ChatGPT responds that this is only explainable if the necessary being has some kind of will – the capacity to decide when the universe begins. Thus, an abstract principle becomes a personalized entity.
This is the decisive addition: a logical “ground” is turned into an “agent.” A principle becomes a person. It is not logically required – it is an interpretation quietly woven into the argument.
The microphone exists.
→ Treated as a fact.
PSR (Principle of Sufficient Reason): everything must have an explanation.
→ Assumption framed as fact.
If contingent things need causes, the universe must also be contingent.
→ Composition fallacy.
“Infinite regress won’t work” → therefore a necessary being exists.
→ False dilemma.
Why isn’t the universe eternal? Because the necessary being has will.
→ Leap from principle to person.
A necessary being with will — naturally called “God”.
→ Final label; conclusion appears factual.
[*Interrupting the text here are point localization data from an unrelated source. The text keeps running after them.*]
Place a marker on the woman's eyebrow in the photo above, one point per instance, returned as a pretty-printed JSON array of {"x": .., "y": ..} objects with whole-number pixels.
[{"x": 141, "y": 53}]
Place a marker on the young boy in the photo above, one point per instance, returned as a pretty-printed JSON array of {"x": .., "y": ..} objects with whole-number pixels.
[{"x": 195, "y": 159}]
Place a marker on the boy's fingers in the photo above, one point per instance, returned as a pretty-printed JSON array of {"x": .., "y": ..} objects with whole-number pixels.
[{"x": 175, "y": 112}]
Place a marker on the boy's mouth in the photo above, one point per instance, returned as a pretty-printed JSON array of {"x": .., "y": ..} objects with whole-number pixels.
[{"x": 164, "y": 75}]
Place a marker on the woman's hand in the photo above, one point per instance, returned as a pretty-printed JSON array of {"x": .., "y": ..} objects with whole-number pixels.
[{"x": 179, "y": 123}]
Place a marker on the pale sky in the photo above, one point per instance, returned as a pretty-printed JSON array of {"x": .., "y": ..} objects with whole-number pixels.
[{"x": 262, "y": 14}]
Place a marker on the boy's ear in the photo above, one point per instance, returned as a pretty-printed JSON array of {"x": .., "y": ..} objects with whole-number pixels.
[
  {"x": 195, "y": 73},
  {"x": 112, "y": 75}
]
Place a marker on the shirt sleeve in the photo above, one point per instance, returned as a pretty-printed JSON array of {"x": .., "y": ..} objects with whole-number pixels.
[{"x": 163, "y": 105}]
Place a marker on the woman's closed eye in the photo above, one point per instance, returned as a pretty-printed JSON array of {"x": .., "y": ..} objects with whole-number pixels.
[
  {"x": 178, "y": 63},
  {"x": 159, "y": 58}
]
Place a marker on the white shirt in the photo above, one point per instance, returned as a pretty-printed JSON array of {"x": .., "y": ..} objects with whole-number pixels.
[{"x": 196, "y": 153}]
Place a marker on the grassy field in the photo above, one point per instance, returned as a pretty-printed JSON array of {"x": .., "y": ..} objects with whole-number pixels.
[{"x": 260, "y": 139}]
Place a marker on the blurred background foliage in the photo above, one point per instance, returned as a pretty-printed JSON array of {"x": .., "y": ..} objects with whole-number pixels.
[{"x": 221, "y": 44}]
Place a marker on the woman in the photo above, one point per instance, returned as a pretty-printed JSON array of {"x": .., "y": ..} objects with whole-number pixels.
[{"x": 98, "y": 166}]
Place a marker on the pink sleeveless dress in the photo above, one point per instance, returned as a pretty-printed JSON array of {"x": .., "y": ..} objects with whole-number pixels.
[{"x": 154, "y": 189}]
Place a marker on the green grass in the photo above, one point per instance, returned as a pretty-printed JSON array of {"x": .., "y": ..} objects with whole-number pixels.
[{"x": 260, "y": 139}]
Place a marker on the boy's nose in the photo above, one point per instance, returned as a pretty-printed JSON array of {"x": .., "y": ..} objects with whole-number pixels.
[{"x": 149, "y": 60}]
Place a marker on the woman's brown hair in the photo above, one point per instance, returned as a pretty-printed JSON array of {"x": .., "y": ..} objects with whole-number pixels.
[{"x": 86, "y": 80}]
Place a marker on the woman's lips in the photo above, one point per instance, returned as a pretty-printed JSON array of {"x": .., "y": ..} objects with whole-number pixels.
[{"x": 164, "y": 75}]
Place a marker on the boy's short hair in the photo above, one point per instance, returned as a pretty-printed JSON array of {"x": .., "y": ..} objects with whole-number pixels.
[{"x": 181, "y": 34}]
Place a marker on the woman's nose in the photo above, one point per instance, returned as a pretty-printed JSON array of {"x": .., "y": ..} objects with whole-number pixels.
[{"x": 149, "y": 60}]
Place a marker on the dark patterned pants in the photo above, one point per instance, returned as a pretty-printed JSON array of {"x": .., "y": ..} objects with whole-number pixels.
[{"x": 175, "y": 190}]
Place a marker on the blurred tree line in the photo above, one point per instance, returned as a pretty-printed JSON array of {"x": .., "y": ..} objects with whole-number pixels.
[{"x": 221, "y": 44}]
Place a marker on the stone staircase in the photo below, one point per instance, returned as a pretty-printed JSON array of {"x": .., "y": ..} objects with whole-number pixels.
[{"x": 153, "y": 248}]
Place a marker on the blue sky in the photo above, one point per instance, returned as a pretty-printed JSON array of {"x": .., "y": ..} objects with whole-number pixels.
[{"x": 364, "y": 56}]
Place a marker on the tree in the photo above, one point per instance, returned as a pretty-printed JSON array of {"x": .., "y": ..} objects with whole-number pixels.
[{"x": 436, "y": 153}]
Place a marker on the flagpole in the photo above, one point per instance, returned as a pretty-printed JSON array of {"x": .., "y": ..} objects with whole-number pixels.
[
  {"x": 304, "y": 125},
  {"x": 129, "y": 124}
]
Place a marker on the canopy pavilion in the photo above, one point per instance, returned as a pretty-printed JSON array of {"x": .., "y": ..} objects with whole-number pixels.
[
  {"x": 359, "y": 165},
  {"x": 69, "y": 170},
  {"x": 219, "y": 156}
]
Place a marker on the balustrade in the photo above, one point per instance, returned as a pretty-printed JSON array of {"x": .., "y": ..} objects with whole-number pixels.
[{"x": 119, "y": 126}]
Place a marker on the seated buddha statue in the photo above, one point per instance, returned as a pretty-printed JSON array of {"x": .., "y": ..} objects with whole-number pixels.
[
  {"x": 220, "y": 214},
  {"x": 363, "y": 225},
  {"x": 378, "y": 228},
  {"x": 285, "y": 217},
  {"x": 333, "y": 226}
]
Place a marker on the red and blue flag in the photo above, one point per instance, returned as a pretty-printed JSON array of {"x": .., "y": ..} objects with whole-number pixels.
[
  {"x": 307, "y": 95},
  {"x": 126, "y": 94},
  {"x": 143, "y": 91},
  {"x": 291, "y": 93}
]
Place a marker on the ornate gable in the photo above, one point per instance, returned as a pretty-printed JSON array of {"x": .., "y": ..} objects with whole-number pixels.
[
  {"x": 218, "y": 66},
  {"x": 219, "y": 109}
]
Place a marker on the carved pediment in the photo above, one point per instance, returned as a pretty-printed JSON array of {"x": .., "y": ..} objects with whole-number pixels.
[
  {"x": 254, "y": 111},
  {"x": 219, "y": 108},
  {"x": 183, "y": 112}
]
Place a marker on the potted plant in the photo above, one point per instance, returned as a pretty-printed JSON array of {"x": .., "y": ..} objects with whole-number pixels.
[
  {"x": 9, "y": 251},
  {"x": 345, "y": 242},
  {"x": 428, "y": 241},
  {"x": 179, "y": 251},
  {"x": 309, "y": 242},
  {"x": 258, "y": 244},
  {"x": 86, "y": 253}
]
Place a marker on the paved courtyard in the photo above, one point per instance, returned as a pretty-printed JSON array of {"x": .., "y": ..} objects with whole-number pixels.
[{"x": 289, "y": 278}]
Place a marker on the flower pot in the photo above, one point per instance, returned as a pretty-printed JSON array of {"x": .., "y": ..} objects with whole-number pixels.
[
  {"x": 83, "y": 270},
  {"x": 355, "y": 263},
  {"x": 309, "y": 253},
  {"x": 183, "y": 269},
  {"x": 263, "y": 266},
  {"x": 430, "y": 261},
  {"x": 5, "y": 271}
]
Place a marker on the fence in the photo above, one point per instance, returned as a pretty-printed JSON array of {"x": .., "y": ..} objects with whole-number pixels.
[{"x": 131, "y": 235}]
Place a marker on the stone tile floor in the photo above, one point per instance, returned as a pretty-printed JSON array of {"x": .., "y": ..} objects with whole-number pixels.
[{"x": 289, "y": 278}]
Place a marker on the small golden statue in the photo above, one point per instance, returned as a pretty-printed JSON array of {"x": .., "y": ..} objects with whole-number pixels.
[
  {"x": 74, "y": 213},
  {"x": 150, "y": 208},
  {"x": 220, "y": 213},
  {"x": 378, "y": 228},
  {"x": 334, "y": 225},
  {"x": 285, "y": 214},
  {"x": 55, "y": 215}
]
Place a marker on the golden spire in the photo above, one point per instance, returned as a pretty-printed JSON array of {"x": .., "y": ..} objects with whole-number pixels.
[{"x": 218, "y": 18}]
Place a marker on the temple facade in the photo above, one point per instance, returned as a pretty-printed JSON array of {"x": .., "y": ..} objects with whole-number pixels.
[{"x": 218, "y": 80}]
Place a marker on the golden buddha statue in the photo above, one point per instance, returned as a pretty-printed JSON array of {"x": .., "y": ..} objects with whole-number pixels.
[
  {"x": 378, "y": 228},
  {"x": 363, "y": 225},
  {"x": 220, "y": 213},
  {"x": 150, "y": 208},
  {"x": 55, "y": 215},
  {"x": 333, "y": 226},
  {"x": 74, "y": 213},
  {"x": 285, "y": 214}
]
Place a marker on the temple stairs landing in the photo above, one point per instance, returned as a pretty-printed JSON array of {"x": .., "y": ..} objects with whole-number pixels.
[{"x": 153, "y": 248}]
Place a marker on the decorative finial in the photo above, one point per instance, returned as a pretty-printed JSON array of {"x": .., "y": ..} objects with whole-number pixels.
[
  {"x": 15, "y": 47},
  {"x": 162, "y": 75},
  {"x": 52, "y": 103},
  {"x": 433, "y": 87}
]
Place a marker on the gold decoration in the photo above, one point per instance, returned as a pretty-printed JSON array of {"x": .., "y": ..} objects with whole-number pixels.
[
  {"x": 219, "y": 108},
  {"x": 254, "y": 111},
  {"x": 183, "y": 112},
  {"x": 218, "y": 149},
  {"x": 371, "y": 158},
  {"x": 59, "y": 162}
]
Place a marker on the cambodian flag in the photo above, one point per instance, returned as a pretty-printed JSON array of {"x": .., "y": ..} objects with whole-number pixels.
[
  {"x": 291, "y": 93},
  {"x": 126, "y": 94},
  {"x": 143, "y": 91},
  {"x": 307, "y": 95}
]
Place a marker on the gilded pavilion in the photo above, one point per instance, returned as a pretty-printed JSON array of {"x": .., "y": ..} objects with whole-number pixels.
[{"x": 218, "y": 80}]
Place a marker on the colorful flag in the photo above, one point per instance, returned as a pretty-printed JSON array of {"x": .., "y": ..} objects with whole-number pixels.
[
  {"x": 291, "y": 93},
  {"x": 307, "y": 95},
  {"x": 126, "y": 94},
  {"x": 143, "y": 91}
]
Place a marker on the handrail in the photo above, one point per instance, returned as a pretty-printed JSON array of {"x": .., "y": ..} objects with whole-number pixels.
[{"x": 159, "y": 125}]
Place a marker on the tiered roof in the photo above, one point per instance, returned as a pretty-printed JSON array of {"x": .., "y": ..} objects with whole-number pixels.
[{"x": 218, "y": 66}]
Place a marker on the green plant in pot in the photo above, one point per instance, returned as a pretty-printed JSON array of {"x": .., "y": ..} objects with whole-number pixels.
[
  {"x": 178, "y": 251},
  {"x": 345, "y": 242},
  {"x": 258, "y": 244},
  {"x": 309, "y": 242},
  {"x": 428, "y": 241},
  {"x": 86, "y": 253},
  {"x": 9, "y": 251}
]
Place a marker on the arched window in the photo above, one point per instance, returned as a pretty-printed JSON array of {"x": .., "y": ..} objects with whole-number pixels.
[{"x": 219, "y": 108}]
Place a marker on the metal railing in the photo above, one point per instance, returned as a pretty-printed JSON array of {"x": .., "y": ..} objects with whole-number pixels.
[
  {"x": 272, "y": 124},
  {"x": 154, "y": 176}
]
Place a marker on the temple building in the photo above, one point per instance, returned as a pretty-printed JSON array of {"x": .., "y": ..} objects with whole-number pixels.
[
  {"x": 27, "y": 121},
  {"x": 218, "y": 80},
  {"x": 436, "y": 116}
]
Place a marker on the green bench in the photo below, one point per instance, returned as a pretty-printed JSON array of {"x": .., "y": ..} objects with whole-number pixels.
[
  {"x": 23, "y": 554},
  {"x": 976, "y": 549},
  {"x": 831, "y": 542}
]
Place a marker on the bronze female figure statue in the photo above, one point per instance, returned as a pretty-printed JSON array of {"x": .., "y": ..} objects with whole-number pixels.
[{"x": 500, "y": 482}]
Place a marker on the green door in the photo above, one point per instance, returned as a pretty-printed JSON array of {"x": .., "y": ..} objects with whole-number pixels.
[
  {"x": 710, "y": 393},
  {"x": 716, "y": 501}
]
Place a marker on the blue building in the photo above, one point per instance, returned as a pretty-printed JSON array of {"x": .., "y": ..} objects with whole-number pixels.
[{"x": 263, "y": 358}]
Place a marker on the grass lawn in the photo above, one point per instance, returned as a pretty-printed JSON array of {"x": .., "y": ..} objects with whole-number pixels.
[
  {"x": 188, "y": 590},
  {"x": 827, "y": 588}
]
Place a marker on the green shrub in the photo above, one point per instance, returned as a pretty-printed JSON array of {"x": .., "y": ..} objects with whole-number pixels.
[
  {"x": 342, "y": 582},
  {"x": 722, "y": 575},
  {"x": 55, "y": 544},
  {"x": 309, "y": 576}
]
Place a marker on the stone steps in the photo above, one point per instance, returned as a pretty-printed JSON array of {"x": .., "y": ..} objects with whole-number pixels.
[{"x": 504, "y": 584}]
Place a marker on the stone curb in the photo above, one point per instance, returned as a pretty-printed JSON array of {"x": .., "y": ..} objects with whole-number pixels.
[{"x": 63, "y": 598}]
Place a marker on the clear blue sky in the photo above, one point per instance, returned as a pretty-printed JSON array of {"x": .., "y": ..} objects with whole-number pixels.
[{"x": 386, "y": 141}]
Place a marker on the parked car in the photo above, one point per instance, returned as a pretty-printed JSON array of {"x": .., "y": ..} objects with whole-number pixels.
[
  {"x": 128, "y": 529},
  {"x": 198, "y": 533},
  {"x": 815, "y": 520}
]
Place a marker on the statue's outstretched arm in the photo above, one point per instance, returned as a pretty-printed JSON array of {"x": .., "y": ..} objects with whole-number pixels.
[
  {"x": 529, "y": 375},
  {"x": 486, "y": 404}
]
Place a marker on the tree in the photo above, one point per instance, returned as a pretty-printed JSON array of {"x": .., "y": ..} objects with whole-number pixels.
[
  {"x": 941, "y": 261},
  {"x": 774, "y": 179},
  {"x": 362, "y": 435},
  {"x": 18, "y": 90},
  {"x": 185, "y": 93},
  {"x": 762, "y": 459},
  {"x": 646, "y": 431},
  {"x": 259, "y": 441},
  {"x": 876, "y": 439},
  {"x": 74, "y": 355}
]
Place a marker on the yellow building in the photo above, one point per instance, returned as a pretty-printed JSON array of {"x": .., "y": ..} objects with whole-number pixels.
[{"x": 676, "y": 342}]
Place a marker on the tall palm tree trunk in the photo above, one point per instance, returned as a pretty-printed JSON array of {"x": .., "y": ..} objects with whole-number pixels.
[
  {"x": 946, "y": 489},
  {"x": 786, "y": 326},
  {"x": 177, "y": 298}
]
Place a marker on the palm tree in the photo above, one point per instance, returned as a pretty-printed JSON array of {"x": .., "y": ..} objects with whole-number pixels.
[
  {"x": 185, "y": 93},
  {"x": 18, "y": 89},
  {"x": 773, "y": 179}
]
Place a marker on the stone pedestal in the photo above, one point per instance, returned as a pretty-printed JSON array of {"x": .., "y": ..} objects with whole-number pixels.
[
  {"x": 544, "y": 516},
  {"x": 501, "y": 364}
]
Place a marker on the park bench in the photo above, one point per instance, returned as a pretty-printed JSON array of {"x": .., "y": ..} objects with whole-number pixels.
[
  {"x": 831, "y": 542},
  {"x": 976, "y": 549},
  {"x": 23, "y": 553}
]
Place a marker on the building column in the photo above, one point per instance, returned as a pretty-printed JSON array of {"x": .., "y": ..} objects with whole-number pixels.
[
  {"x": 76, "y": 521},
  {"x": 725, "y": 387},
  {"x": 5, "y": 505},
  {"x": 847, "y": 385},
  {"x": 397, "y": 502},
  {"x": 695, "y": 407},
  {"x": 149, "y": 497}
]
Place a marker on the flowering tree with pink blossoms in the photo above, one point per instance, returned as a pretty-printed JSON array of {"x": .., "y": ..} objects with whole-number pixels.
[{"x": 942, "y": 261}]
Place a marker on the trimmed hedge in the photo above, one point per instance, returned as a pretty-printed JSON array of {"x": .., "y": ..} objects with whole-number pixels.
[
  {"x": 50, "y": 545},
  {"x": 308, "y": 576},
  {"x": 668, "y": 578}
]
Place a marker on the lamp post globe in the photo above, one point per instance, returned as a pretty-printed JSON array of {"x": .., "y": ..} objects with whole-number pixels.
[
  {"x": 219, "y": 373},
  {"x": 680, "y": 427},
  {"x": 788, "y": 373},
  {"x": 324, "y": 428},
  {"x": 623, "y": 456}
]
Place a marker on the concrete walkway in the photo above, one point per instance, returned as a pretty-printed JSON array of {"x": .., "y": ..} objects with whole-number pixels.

With that step, the final hurdle is cleared. If a necessary being with will brought forth the universe, then the natural name for this being is: God.
The chain runs like this:
Microphone → PSR → Necessary Being → Will → God.
O’Connor presents this as a loop of factual reasoning. In truth, it only works because several steps rely on untested assumptions that were labeled as facts.
Alex O’Connor’s video does not reveal the limits of AI so much as the power of language. Out of “given facts,” a path to a proof of God is constructed through careful framing. Yet this path is not inevitable – it rests on assumptions presented as facts.
The real lesson is simple: Not everything presented as a fact is actually one.
For AI as well as for us humans, it holds true: when the premises wobble, the conclusion eventually topples too.